Mit zunehmendem Alter werden auch geschlechtsspezifische Drogenmuster deutlich; Mädchen bleiben bei Glückspillen, während Jungs dem Alk zusprechen. Um mit ihrem Leben fertig zu werden, setzen die Jugendlichen nicht nur auf die entspannende und betäubende Wirkung von Alkohol und Zigaretten. Leistungssteigernde Drogen sind auf dem Vormarsch. „Doping in Eigenregie“, nennt Hurrelmann das.

Die Habenichte von morgen lieben – wie Dennis – den Drogenkonsum in Gesellschaft. Diejenigen, die sich statt in einem eingeschriebenen Verein lieber in der Clique treffen, sind stark suchtgefährdet. Die Jugendforscher aus Bielefeld fanden die Unterschiede heraus: jeder vierte Cliquengänger hängt täglich oder wöchentlich bis zum Vollrausch an der Flasche, hingegen nur jeder zehnte Vereinsmeier. Die Clique verleitet nicht nur zum Suff, sondern auch zu riskanten Mutproben. Nahezu jeder zweite Junge und jedes vierte Mädchen hat sich bereits im Suff geprügelt, Sachen beschädigt oder geklaut. Über Zehnjährige, die im Joggingtempo die Autobahn überqueren, wundert sich Jugendforscher Hurrelmann nicht mehr. Fast die Hälfte aller Todesfälle in der Altergruppe der 10- bis 20jährigen gehen auf Unfälle zurück, an zweiter Stelle steht Selbsttötung. Hurrelmann sieht einen engen Zusammenhang mit Drogenkonsum.

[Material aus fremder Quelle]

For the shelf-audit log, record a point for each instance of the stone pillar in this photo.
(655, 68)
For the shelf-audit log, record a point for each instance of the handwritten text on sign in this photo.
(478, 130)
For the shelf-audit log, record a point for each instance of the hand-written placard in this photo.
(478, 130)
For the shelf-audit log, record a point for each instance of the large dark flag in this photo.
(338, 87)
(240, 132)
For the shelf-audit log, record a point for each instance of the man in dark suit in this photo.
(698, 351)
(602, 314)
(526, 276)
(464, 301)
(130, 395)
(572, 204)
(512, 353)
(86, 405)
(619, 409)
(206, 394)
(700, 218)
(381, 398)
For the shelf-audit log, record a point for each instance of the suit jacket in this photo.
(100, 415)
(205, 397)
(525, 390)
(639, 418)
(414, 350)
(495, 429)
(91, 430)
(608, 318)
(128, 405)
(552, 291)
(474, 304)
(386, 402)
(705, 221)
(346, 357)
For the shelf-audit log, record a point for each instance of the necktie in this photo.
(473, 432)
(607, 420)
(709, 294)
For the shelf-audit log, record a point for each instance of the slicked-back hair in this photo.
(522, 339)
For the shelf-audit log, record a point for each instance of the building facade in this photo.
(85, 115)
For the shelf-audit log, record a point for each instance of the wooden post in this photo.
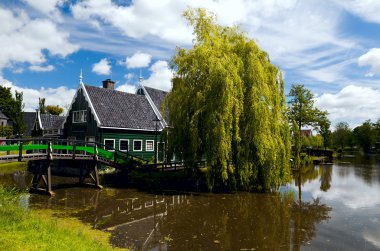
(74, 150)
(48, 169)
(96, 178)
(114, 158)
(20, 152)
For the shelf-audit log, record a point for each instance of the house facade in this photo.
(48, 125)
(118, 120)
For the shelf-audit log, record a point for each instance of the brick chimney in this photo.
(109, 84)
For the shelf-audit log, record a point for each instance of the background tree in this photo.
(227, 105)
(6, 101)
(42, 106)
(365, 136)
(54, 110)
(324, 131)
(341, 135)
(17, 115)
(301, 108)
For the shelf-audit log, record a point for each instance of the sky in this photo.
(330, 46)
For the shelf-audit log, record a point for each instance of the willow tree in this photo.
(227, 106)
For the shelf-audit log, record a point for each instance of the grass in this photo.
(23, 229)
(13, 166)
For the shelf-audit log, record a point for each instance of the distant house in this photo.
(119, 120)
(47, 125)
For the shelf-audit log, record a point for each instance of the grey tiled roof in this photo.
(157, 96)
(2, 115)
(50, 122)
(121, 109)
(29, 118)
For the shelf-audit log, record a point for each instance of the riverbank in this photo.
(25, 229)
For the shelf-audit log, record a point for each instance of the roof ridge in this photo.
(112, 90)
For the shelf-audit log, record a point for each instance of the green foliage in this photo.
(297, 143)
(21, 229)
(342, 134)
(6, 131)
(365, 135)
(54, 110)
(227, 106)
(6, 101)
(302, 110)
(13, 107)
(324, 130)
(41, 105)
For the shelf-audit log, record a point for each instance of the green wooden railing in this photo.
(22, 147)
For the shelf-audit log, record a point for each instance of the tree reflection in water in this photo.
(244, 221)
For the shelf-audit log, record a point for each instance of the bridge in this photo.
(42, 151)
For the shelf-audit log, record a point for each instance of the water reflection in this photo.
(229, 222)
(334, 207)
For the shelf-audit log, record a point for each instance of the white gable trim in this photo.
(155, 109)
(39, 120)
(132, 129)
(87, 97)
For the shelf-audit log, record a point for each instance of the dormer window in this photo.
(79, 116)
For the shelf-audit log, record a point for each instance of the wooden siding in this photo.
(81, 130)
(131, 135)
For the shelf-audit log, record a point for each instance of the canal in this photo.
(326, 207)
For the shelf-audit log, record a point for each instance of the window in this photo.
(123, 144)
(109, 144)
(79, 116)
(149, 145)
(137, 145)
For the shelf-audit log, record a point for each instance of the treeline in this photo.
(13, 106)
(362, 137)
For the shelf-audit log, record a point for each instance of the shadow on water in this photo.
(184, 221)
(336, 202)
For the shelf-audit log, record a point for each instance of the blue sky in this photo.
(332, 47)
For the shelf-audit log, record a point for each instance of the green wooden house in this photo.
(119, 120)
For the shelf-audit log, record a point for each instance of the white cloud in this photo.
(160, 77)
(138, 60)
(142, 18)
(316, 43)
(130, 88)
(103, 67)
(49, 8)
(366, 9)
(61, 95)
(40, 68)
(371, 58)
(353, 104)
(23, 40)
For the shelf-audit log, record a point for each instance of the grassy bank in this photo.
(22, 229)
(13, 166)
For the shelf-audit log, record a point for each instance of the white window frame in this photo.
(82, 115)
(160, 142)
(146, 145)
(120, 145)
(134, 145)
(104, 142)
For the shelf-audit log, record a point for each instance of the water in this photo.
(336, 207)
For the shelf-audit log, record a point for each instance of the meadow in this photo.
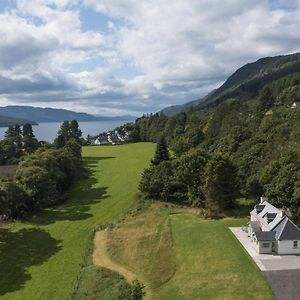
(40, 258)
(181, 256)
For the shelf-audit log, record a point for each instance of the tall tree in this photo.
(75, 132)
(265, 99)
(161, 153)
(30, 143)
(28, 131)
(221, 187)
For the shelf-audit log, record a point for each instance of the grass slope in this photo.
(181, 256)
(40, 259)
(210, 263)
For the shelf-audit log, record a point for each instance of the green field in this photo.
(210, 263)
(200, 259)
(41, 258)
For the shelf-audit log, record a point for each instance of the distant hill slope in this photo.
(245, 82)
(6, 121)
(39, 114)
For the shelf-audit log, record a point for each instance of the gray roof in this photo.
(265, 235)
(254, 224)
(287, 230)
(265, 209)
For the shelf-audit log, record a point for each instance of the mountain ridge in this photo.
(245, 81)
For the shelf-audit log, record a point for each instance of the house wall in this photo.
(286, 247)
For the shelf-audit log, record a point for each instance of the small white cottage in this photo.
(295, 105)
(272, 230)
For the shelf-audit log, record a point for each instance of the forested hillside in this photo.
(7, 121)
(245, 82)
(247, 145)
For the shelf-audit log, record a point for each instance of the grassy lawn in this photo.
(41, 258)
(180, 256)
(210, 263)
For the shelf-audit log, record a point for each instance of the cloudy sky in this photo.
(116, 57)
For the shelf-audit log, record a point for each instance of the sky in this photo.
(130, 57)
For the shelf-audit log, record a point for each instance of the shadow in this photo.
(21, 250)
(81, 196)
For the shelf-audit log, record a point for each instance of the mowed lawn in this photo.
(210, 263)
(41, 258)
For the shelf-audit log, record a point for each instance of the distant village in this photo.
(115, 137)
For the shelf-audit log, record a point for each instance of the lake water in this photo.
(48, 131)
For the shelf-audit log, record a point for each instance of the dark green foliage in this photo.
(41, 178)
(265, 99)
(17, 142)
(68, 131)
(161, 153)
(221, 184)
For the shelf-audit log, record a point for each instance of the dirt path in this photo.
(102, 259)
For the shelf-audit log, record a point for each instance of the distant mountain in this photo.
(40, 115)
(245, 82)
(6, 121)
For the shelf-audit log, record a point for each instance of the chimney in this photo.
(263, 198)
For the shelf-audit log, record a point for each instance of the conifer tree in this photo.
(161, 153)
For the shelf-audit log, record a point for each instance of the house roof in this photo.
(287, 230)
(265, 235)
(255, 224)
(267, 214)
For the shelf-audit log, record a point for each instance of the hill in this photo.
(5, 121)
(245, 82)
(39, 114)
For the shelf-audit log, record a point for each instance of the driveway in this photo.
(266, 262)
(281, 271)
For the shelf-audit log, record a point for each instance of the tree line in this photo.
(242, 147)
(43, 177)
(195, 179)
(17, 143)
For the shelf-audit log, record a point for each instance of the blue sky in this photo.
(116, 57)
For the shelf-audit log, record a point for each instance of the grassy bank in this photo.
(41, 258)
(184, 257)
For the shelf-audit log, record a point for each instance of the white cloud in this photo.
(181, 49)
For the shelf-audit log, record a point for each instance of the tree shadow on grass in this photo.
(83, 194)
(21, 250)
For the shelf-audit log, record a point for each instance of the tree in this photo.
(37, 184)
(30, 143)
(28, 131)
(161, 153)
(75, 132)
(221, 187)
(67, 131)
(265, 99)
(191, 170)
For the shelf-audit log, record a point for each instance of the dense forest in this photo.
(240, 147)
(44, 171)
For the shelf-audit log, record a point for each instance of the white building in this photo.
(272, 231)
(295, 105)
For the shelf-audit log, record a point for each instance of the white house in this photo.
(272, 231)
(295, 105)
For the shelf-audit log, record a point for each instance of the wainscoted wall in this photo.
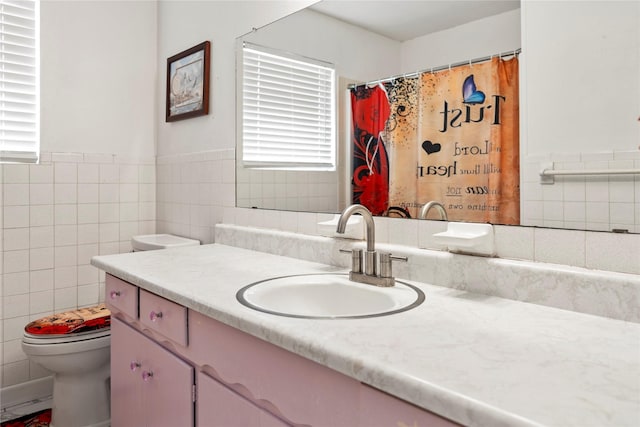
(193, 189)
(56, 215)
(581, 202)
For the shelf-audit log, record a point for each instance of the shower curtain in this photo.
(453, 137)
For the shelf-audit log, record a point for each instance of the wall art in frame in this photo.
(188, 83)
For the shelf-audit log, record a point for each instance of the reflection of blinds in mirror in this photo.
(288, 118)
(19, 76)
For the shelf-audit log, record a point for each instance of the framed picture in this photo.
(188, 83)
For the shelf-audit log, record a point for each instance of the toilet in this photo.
(75, 346)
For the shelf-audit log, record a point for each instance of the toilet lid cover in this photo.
(80, 320)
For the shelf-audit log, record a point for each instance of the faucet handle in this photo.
(385, 263)
(356, 259)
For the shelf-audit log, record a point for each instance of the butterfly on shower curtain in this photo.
(470, 94)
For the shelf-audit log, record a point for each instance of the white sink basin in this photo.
(327, 296)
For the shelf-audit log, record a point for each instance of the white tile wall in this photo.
(581, 202)
(192, 192)
(55, 216)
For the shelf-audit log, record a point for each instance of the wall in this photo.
(196, 172)
(357, 55)
(477, 39)
(95, 184)
(579, 106)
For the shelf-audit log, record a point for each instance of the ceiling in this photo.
(403, 20)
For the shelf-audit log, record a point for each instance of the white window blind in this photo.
(288, 114)
(19, 111)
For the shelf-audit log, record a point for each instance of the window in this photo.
(19, 81)
(288, 117)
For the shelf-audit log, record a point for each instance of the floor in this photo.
(36, 413)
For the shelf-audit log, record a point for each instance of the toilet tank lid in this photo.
(150, 242)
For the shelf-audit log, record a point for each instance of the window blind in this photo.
(288, 114)
(19, 80)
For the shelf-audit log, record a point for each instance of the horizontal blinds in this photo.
(19, 81)
(288, 111)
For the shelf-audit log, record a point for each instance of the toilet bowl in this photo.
(75, 347)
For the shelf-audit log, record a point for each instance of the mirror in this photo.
(437, 33)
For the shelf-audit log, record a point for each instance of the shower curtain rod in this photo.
(440, 68)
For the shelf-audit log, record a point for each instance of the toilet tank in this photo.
(150, 242)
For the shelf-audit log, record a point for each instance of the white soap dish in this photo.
(467, 237)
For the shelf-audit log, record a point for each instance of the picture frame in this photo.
(188, 83)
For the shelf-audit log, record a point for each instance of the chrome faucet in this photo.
(370, 275)
(433, 204)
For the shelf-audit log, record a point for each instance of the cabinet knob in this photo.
(155, 316)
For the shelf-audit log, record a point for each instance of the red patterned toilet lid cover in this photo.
(80, 320)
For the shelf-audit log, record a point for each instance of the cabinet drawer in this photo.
(164, 317)
(121, 297)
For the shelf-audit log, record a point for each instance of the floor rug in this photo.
(39, 419)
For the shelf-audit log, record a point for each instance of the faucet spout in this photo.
(433, 204)
(368, 220)
(370, 275)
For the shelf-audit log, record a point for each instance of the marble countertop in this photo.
(477, 360)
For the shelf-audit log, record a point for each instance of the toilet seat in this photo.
(72, 322)
(52, 339)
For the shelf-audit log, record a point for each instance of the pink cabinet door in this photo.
(126, 356)
(150, 386)
(218, 406)
(167, 388)
(381, 409)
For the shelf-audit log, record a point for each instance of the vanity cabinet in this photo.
(225, 407)
(150, 386)
(208, 374)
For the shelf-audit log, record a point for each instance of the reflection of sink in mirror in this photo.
(327, 296)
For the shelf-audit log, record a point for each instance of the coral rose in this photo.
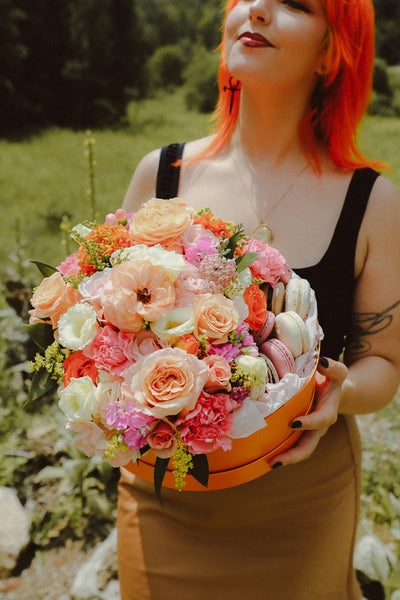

Warum tun sie sich das alles an? Sie sind sich durchaus der Gefahren ihres Handelns bewußt. Kids versprechen sich Vorteile für Anerkennung, mehr Zuwendung und Aufmerksamkeit. „Sie suchen einen scheinbar leistungsfreien Freizeitbereich, um ihren Hunger danach zu stillen“, diagnostiziert Jugendforscher Hurrelmann. Zudem erleben viele schon früh Sinndefizite und reagieren mit Flucht in den Rausch, in die Ekstase oder in selbstzerstörerische Depressionen. Vielen Jugendlichen fehlt es aber auch schlichtweg an Möglichkeiten und Räumen für Abenteuer und Spannung. Sie wissen oftmals einfach nicht, wohin mit ihrer Lebenskraft.